Karl Seglem schafft auf verführerische Art musikalische Innenräume, die er anschließend mit ausgewogenen Improvisationen füllt. Er trotzt der Musik eine gewisse Schönheit ab. Nein, ein musikalisches Widerstandsnest klingt eigentlich anders.

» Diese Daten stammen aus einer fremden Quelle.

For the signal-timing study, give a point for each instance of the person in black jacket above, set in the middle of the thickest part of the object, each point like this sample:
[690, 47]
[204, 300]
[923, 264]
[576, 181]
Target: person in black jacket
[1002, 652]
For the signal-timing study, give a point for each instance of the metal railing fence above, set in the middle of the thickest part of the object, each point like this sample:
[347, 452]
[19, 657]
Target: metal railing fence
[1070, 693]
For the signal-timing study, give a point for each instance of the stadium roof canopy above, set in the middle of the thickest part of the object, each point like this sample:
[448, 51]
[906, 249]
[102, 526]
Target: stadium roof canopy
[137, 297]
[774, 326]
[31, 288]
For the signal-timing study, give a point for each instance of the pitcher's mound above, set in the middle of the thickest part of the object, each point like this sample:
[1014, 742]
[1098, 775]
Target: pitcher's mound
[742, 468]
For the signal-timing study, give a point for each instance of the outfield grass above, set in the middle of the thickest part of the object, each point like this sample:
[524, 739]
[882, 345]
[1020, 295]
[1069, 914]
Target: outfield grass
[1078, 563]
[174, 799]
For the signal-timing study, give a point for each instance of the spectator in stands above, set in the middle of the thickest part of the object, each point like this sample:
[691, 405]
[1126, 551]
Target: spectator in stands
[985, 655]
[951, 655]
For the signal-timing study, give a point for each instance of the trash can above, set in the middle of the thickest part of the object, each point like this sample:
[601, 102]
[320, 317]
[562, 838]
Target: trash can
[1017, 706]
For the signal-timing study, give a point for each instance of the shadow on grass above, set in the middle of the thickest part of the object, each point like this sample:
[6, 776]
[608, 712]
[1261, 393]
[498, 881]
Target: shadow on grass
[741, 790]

Inspiration ist natürlich die Voraussetzung für ein solch bewegendes Konzert. Zugleich zielte der Inhalt des Auftritts von Seglems Septett genau auf den Erhalt dieser Quelle der Kreativität, dem Verhältnis von Mensch und Natur. Insofern ein musikalischer Aufschrei, ein kämpferischer Auftritt, ein entschiedenes Nein zu Zerstörung und Demontage des Elementaren, oder zur fahrlässigen Urbanisierung der Umwelt.
Es greift zu kurz, seine Idee und sein Spiel allein als Ausdruck seiner musikalischen Fantasie zu bezeichnen. Bei Karl Seglem geht es inhaltlich um bewusstes Handeln, es geht auch um politische Überzeugungen, ja in gewisser Weise auch um Kampf – für eine intakte Zukunft. So klingt vieles von dem, was der Norweger instrumental und inhaltlich umsetzt, eben doch wütend, bissig, ohne sich ins instrumental Aggressive zu stürzen. Er will mit seiner Musik erhalten, bewahren und erneuern. Er ist, was die Umwelt und deren Erhaltung betrifft, letztendlich aber konventionell, er ist Traditionalist im positiven, im kreativen Sinn.
Seglem besitzt dieses große Herz des Nordens. Manchmal leicht unterkühlt wirkend, dabei jedoch immer empathisch, der Musik und seinen Instrumentalisten freundlich zugewandt. Die Wirkung die sein Spiel entfaltet, immer zwischen Jazz und Folklore changierend, ist und das lässt sich kaum anders beschreiben, dabei berauschend, beharrlich und letztendlich brennend. So wird Musik zu einem Therapeutikum oder anders ausgedrückt: Das war ungesattelter Jazz, der Synkopen überspringt, der folkloristisch galoppiert, bei dem der Pflug ächzt und letztendlich ein fruchtbares Feld zurückbleibt. Selten war der Titel der seit fast sechs Jahren erfolgreichen laufenden Reihe JAZZ AROUND THE WORLD passender. Da wirkte auch der zwar kurze, aber insgesamt ausgewogene Auftritt des Duos Beba Ebner & Thomas Frey im Vorprogramm stimmig.